Selain Filipina, Indonesia juga dikenal sebagai pengirim pekerja migran yang cukup besar. Menurut data Badan Pusat Statistik (BPS), pada tahun 2019, terdapat sekitar 7,3 juta pekerja migran Indonesia yang bekerja di luar negeri. Mayoritas dari mereka bekerja di sektor perawatan, pertanian, dan konstruksi di negara-negara seperti Malaysia, Hong Kong, dan Arab Saudi.

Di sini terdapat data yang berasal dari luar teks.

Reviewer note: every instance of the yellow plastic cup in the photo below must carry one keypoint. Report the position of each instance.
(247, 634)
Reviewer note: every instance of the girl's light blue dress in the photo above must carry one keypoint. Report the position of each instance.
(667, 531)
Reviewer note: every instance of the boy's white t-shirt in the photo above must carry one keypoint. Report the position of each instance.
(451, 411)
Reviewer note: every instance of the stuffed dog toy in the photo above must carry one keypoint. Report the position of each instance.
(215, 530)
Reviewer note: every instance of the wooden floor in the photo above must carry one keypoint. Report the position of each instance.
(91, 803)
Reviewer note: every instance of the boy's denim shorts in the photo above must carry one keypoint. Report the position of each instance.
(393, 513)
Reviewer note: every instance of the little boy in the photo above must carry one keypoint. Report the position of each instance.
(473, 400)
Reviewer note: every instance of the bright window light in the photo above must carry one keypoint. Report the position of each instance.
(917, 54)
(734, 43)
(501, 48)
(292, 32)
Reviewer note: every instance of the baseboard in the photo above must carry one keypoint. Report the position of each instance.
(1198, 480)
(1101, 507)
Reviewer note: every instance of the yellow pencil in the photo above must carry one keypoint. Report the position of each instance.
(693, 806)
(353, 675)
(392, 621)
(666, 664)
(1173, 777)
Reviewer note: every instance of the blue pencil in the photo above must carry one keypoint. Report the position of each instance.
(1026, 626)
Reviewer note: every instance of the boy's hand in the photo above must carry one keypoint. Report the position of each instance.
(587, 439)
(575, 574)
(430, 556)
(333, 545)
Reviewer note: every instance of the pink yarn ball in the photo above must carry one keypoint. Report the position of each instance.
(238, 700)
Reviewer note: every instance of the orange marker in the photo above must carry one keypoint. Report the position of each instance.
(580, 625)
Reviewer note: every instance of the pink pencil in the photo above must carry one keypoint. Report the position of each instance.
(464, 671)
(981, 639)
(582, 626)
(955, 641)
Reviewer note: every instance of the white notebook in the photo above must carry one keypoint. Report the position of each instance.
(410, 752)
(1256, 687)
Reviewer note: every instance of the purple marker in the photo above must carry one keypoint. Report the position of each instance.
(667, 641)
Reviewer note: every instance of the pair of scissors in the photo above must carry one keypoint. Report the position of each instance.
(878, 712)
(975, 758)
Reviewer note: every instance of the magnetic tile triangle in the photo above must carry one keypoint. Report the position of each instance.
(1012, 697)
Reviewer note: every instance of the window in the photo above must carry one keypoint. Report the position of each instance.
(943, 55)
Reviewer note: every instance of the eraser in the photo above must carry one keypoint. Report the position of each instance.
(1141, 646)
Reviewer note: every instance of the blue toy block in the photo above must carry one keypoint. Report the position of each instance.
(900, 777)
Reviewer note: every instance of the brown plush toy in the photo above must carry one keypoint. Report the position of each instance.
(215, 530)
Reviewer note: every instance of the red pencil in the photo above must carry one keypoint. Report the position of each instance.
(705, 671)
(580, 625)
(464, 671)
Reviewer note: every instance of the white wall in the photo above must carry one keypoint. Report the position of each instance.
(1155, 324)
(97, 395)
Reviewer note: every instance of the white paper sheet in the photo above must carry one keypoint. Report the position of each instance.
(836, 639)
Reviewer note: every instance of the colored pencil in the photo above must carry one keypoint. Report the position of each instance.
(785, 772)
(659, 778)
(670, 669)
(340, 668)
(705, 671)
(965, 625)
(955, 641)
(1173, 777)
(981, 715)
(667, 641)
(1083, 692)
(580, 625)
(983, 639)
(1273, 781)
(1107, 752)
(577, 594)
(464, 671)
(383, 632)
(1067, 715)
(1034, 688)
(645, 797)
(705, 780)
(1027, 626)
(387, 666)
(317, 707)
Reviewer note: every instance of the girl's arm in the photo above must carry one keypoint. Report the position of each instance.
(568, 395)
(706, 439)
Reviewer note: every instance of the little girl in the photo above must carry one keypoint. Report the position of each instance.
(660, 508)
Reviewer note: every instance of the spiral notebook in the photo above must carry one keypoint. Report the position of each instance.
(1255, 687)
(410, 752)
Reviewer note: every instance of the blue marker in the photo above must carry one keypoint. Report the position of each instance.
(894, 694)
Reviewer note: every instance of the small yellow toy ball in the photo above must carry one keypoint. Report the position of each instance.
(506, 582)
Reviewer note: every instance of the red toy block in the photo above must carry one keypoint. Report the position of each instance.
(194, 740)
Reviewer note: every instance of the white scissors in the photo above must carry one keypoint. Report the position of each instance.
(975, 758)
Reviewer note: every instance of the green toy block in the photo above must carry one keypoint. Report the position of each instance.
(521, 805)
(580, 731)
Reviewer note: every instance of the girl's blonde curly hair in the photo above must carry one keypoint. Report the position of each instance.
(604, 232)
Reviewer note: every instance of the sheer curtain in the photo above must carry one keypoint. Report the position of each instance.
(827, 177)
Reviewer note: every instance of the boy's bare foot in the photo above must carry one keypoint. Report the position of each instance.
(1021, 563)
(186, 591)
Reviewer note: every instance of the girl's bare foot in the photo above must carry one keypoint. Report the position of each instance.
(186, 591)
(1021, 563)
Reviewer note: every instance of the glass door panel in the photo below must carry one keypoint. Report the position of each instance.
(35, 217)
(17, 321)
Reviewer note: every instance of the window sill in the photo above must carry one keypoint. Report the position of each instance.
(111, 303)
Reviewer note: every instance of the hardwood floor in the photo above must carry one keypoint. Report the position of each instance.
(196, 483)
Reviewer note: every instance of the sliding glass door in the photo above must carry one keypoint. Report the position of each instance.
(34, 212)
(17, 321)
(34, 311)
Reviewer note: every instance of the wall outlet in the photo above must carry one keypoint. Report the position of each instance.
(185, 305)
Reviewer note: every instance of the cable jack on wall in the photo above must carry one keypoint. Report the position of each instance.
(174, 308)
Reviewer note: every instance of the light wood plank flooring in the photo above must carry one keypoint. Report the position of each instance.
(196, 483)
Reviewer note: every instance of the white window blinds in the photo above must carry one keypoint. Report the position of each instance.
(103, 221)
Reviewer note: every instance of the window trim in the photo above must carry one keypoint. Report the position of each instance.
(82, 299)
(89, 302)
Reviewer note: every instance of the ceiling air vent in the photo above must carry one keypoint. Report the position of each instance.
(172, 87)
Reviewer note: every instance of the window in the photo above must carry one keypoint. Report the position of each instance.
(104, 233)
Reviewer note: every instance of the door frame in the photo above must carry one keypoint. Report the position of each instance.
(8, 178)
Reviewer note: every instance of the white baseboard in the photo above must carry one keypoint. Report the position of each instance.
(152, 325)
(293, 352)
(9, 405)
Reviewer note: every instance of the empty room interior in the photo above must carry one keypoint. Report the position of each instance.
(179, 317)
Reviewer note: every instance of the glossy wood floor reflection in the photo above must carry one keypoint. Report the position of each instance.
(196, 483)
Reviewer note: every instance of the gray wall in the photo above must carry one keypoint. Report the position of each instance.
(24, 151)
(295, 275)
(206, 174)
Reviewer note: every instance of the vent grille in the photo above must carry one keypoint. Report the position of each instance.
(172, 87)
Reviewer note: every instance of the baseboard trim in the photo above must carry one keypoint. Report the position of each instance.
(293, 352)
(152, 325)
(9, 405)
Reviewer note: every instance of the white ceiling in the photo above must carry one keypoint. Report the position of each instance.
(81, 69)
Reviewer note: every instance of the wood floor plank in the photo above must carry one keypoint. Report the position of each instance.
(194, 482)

Selanjutnya, India juga menjadi salah satu negara yang dikenal sebagai pengirim pekerja migran. Menurut data PBB, pada tahun 2019, terdapat sekitar 17,5 juta warga India yang bekerja di luar negeri, dan mayoritas dari mereka adalah pekerja migran. Para pekerja migran India biasanya bekerja di sektor perawatan, konstruksi, dan industri di negara-negara seperti Uni Emirat Arab, Saudi Arabia, dan Malaysia.

negara-negara seperti Nepal, Bangladesh, dan Sri Lanka juga dikenal sebagai pengirim pekerja migran. Banyak warga dari ketiga negara tersebut yang bekerja di sektor pertanian, perkebunan, dan industri di negara-negara seperti Malaysia, Qatar, dan Arab Saudi.

Para pekerja migran dari negara-negara tersebut biasanya bekerja di luar negeri untuk mencari penghasilan yang lebih tinggi dan lebih stabil. Namun, mereka juga sering mengalami berbagai tantangan dan kesulitan, seperti diskriminasi, kekerasan, dan kondisi kerja yang buruk. Oleh karena itu, penting bagi pemerintah dan masyarakat di seluruh dunia untuk memberikan perlindungan dan dukungan yang memadai bagi para pekerja migran, serta untuk memastikan hak dan kesejahteraan mereka di tempat kerja.